Fast-forward to 21st-century life, and people are still taking grave goods with them when they go. Whether you consider it sacred or mundane or a little bit of both, the mobile phone is an object that typifies current culture.
In 2008 (eons ago, as far as the digital age is concerned) NBC News reported that more people were being interred with their mobile devices.
Bonus: They were still getting calls.
According to NBC, Marion Seltzer, wife of Manhattan attorney John Jacobs, who died in 2005, continued to pay his phone bill and call him.
Frank R. Perman, of Perman Funeral Home Inc. in Pittsburgh, described a funeral for a young man whose cell phone, though on silent, lit up with a flow of calls during his visitation.
What would you do if you called a departed loved one and got a text back that said “BRB”?
The ancient Egyptians thought the same thing, and the number of animals that were mummified—many to keep humans company on the eternal road trip—is staggering. A stunning number and variety of animals were mummified, some as company, others as food, some as “votive mummies,” offerings to the gods on behalf of their owners.

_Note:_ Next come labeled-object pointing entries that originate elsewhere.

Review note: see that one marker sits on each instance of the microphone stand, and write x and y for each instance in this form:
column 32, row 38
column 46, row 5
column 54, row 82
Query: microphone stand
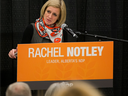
column 101, row 37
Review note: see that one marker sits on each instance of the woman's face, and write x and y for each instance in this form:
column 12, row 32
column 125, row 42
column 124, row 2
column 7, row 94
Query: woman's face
column 51, row 15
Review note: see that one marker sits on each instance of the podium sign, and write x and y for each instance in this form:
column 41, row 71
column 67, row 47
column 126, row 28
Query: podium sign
column 65, row 61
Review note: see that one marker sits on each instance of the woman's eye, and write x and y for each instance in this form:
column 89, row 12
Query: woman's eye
column 54, row 14
column 48, row 11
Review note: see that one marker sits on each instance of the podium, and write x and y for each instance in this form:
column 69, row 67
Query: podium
column 42, row 64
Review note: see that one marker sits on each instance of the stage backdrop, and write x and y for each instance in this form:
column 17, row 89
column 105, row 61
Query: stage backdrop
column 103, row 17
column 42, row 64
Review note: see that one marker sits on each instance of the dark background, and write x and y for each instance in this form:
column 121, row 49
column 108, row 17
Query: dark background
column 101, row 17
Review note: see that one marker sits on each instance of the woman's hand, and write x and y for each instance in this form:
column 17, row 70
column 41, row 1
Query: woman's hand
column 12, row 53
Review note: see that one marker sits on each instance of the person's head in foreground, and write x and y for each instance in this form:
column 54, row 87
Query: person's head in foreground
column 77, row 89
column 18, row 89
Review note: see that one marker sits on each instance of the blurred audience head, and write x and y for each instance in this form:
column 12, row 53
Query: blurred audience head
column 56, row 88
column 18, row 89
column 75, row 88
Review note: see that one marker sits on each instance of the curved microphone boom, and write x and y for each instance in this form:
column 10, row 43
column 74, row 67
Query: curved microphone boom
column 67, row 29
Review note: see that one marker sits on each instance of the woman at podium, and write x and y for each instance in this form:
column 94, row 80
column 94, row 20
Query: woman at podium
column 47, row 28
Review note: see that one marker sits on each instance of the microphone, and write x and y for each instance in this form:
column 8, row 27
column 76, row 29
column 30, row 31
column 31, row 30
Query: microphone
column 67, row 29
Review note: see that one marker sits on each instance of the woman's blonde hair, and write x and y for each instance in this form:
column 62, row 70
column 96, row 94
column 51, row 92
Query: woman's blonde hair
column 58, row 4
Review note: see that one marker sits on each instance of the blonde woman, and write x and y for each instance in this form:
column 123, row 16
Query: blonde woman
column 47, row 27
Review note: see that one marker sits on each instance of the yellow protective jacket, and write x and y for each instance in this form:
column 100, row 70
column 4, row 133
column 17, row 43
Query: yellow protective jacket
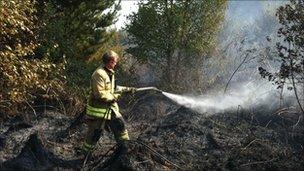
column 104, row 93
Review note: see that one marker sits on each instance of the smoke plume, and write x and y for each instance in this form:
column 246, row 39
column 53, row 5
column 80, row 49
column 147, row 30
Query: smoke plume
column 246, row 95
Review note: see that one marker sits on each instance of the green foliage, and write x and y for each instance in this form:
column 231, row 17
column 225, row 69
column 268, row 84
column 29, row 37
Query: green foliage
column 75, row 29
column 22, row 80
column 175, row 36
column 290, row 49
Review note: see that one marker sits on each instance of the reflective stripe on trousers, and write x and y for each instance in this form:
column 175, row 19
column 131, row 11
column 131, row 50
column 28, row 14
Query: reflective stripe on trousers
column 98, row 112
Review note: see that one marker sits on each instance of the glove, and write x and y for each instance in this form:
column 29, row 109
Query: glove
column 116, row 97
column 133, row 90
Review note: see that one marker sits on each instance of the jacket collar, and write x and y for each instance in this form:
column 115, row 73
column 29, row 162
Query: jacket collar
column 110, row 71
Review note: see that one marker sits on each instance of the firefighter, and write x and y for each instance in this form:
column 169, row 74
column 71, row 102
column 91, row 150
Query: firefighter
column 102, row 108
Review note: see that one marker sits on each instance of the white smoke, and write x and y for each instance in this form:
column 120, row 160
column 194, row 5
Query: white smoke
column 245, row 95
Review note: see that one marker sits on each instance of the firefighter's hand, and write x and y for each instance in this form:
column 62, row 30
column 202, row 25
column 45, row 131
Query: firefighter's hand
column 133, row 90
column 116, row 97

And though kings may have gone to rest with more dramatic menageries, A.R. Williams writes in National Geographic magazine that “a commoner at Abydos, [Egypt], named Hapimen was laid to rest with a small dog curled at his feet.”
And isn’t one good dog all the company anyone needs? (Also read about animal mummies in National Geographic magazine.)
The kings of ancient China also took many of the comforts of home with them to the grave, and some of those were on show in The Search for Immortality: Tomb Treasures of Han China, a 2012 exhibit of grave goods from the Han Dynasty (206 B.C. to A.D. 220).
Many dazzling artifacts were on display, including surreal replicas of swaying dancers to entertain the departed and a jade weight in the form of what may have been a tamed bear (you can see the virtual exhibition on the above link).
The burial chamber also included a bathroom with a stone toilet—a potentially new meaning for the phrase,“When you gotta go, you gotta go.”
Speaking of thrones, most of us have a favorite comfy chair, but Reuben John Smith—who died in Buffalo, New York, in 1899—took the concept to the great beyond.
The website Find-a-Grave reports that Smith was buried in a brand new russet leather chair, sitting up, with a checkerboard in his lap and one tomb key in his pocket. He had given orders for the one that locked the door to be destroyed.
What, you’re thinking, no snacks?
Too bad he didn’t know Arch West, the inventor of Doritos (and thus, for some of us, a patron saint of snack foods).
When West died of natural causes at the age of 97 in 2011, the Los Angeles Times blog reported that the family planned to sprinkle Doritos in the grave before the urn was interred.
A cushy chair and salty snacks—it’s all some of us need know of heaven.